Fair warning: this post is a bit of a ramble.
It’s been a difficult few years for DH and DBF and myself. We’re all orphans, now, and that brings with it all sorts of challenges. Dealing with the various estates (though calling them that sounds much more grand than they are) brings a host of issues that are annoying and heart-wrenching at the same time. Two of the three are settled; still waiting on the third. (Anyone interested in a mid-century ranch home in the Milwaukee area?)
We’re all struggling with the aftermath and working through how to live with the gaping hole that has been left by the loss of our parents. For the most part we’re doing fairly well. As I try to heal, I am determined to pursue joy wherever and whenever possible, and to actively search for the activities and people that are affirming and positive and creative and, well, joyful. Get back to doing the things I loved to do that have fallen by the wayside.
DH presented me with a number of lovely gifts this Christmas, the most meaningful of which was a gift certificate for voice lessons. Once upon a time, I had a good singing voice. As in, people would frequently tell me I should be on Broadway, or sing professionally. I sang in theatrical productions, I sang in an acapella jazz group, I for sang innumerable weddings, I sang with a Big Band, I sang for fun. Being a singer is so central to my being that I still think of myself that way…..but I haven’t sung in almost 10 years. Part of it, weirdly, is the lack of a commute. When I lived in the Big City, my daily commute was almost an hour each way. I sang almost every day on that commute, which kept my voice in relatively good shape.
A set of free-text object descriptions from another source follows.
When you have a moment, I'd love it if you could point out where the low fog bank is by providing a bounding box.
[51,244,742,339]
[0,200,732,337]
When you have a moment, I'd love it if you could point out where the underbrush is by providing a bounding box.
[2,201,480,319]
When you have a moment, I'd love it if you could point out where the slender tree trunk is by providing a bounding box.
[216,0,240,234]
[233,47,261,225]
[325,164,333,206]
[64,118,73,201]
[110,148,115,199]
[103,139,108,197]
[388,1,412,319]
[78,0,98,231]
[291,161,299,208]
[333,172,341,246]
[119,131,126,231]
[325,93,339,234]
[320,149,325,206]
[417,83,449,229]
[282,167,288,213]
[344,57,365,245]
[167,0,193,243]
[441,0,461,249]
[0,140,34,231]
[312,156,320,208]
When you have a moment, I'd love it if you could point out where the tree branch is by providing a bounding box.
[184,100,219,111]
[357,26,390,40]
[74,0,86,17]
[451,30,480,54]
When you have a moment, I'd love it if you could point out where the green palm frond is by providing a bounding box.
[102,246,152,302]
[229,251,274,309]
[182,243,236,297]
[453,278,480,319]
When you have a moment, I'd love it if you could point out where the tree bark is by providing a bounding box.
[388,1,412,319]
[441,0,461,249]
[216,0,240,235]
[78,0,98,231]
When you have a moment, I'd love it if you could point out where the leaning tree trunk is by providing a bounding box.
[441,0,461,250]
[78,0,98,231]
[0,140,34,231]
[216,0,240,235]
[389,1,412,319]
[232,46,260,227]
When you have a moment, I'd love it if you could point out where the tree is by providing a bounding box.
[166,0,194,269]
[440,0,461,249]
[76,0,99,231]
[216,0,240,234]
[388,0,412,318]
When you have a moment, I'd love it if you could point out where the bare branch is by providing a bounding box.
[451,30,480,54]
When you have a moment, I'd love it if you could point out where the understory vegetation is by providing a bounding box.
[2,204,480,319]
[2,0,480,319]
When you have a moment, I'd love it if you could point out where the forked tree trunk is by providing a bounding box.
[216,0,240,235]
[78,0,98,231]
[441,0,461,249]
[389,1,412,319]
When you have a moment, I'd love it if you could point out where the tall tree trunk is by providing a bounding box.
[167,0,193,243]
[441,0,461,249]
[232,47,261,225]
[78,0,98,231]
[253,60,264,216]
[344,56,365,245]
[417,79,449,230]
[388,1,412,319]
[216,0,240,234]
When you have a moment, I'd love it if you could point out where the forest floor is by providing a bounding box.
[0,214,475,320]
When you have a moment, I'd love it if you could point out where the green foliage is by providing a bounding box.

Now, however, DH and I live 10 minutes from work. Not much time to work up a good set. Every now and then I drive somewhere further away and try to sing, but having not sung regularly has made my voice weaken and shrivel to the point that I cringe at the sound coming out of my mouth. (I feel like those American Idol wannabes that proclaim they’re wonderful singers and then have a perfectly awful audition.) I have shared my situation with friends, and a few of them demanded that I get back to singing, pronto. Enter DH and his lovely gift. I’m hoping that some voice lessons will help to get my voice, if not back to what it once was, at least to an acceptable status.
Meanwhile, I’m also wanting to do more pottery, and have decided to purchase a kiln of my own. The electrician will be giving me an estimate soon, and I’m planning to get things set up in spring. Creating something useful and charming and occasionally beautiful is good for the soul. Having the tools at my ready is a luxury I am able to have thanks to my parents and a small inheritance. I found out recently that my Mother and DBF had been secretly on the hunt for a kiln for me a few years ago; to purchase one now feels like a gift from mom.
And then there’s travel. I adore traveling. Unfortunately, DH and I haven’t been able to travel much; our last official vacation was in 2008. It’s ridiculous. Travel is absolutely on my list for this year.
DH, for his part, is getting back to bowling. He really loves to bowl, and is (or was) a seriously good bowler. A few of his bowling balls cracked, having been stored in the garage. Not a good idea, apparently, in our frigid climate. He’s on the hunt for a new bowling ball or two. (Yes, bowlers will have a few of them. Who knew?)
DBF is working on Book Two, which is seriously exciting. You can follow her writing here, by the way. She’s redecorating/remodeling/redoing her home, too, and it’s amazing to see her imaginings come to fruition. DBF was doing Pinterest before there was such a thing. She had binders of photos cut from magazines of rooms and fabrics and colors and arrangements, all in the name of someday having a room or home that looked like that. Well, she has. Her home is beautiful and elegant and welcoming all at the same time, and looks like one of those Pinterest photos that someone would pin for their own inspiration. She and her DH have added a master wing onto the house, which I have yet to see. From the photos, it looks amazing.
We’re doing okay. It’s going to be a joyful year. Amen. Let it be so.